A Taxonomy for Design and Evaluation of Prompt-Based Natural Language Explanations
This work addresses the problem of improving AI governance and transparency for researchers, auditors, and policymakers, but it is incremental as it adapts existing XAI literature to a new context.
The authors tackled the need for structured approaches to evaluate prompt-based natural language explanations in AI by developing a taxonomy across context, generation, and evaluation dimensions, providing a framework for stakeholders to enhance transparency.

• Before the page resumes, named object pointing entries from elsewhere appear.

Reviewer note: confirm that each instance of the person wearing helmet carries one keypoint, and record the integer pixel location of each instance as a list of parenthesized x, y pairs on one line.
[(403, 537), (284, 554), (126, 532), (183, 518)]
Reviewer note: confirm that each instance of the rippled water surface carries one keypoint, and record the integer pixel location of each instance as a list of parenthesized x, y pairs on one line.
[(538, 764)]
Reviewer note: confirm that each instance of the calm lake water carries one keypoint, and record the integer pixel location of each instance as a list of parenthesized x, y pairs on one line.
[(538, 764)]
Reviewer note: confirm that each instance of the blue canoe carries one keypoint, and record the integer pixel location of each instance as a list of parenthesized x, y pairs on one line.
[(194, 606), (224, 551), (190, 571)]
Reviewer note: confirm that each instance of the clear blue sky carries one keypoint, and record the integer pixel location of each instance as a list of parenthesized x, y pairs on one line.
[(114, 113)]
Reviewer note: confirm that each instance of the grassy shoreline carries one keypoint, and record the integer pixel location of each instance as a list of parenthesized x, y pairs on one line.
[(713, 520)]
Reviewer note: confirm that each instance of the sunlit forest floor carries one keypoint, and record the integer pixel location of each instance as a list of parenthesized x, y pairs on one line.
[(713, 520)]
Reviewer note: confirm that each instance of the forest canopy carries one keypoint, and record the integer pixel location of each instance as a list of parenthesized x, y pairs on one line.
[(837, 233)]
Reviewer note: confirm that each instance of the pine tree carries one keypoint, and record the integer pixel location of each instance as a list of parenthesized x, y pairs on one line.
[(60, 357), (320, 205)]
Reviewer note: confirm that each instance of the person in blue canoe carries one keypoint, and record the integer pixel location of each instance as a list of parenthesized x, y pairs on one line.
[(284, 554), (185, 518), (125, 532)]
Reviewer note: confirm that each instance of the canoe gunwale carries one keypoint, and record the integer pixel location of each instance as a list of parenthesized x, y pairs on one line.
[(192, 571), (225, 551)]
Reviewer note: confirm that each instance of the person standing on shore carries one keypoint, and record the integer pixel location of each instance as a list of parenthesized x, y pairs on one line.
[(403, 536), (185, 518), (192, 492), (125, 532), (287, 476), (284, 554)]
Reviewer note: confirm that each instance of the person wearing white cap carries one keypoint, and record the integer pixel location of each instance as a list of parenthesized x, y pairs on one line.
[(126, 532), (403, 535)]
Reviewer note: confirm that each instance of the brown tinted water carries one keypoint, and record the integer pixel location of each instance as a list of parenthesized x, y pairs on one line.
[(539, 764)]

Effective AI governance requires structured approaches for stakeholders to access and verify AI system behavior. With the rise of large language models, Natural Language Explanations (NLEs) are now key to articulating model behavior, which necessitates a focused examination of their characteristics and governance implications. We draw on Explainable AI (XAI) literature to create an updated XAI taxonomy, adapted to prompt-based NLEs, across three dimensions: (1) Context, including task, data, audience, and goals; (2) Generation and Presentation, covering generation methods, inputs, interactivity, outputs, and forms; and (3) Evaluation, focusing on content, presentation, and user-centered properties, as well as the setting of the evaluation. This taxonomy provides a framework for researchers, auditors, and policymakers to characterize, design, and enhance NLEs for transparent AI systems.